= The Castaway (poem) =

1799 Elegiac poem by William Cowper

"The Castaway" is an elegiac poem/ballad written by William Cowper in 1799. The poem is written in rhymed stanzas and gives the account of a crewman who was washed overboard during a storm. The poem is based on George Anson's Voyage around the World after Cowper read an account which told of one of the men being washed overboard and the horror that his shipmates felt as they watched him without being able to help as shown in this stanza of the poem:
         He shouted: nor his friends had fail'd
                  To check the vessel's course,
         But so the furious blast prevail'd,
                  That, pitiless perforce,
         They left their outcast mate behind,
                  And scudded still before the wind.

There is one explicit reference to Anson's voyage:

         No poet wept him: but the page
                  Of narrative sincere;
         That tells his name, his worth, his age,
                  Is wet with Anson's tear.

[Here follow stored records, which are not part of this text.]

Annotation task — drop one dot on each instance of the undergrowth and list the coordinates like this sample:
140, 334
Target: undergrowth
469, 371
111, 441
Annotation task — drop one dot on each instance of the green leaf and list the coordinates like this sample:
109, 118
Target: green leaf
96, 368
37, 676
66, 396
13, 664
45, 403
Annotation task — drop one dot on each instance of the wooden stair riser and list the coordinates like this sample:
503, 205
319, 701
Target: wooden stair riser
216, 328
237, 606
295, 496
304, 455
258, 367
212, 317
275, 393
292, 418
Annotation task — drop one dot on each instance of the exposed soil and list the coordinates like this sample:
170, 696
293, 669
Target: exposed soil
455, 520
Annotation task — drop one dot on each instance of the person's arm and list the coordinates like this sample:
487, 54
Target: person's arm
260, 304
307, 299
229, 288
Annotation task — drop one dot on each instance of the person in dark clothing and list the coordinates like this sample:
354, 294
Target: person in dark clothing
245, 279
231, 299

Cowper, already having dealt with several periods of depression, was emotionally struck by this tale which led him to writing the haunting words which would be his last poem published before he died in 1800. The death of Mrs. Unwin, wife of the Rev. Morley Unwin, who had befriended him in the happiest period of his life, brought "fixed despair" of which Cowper's last poem, 'The Castaway', is a terrible memorial."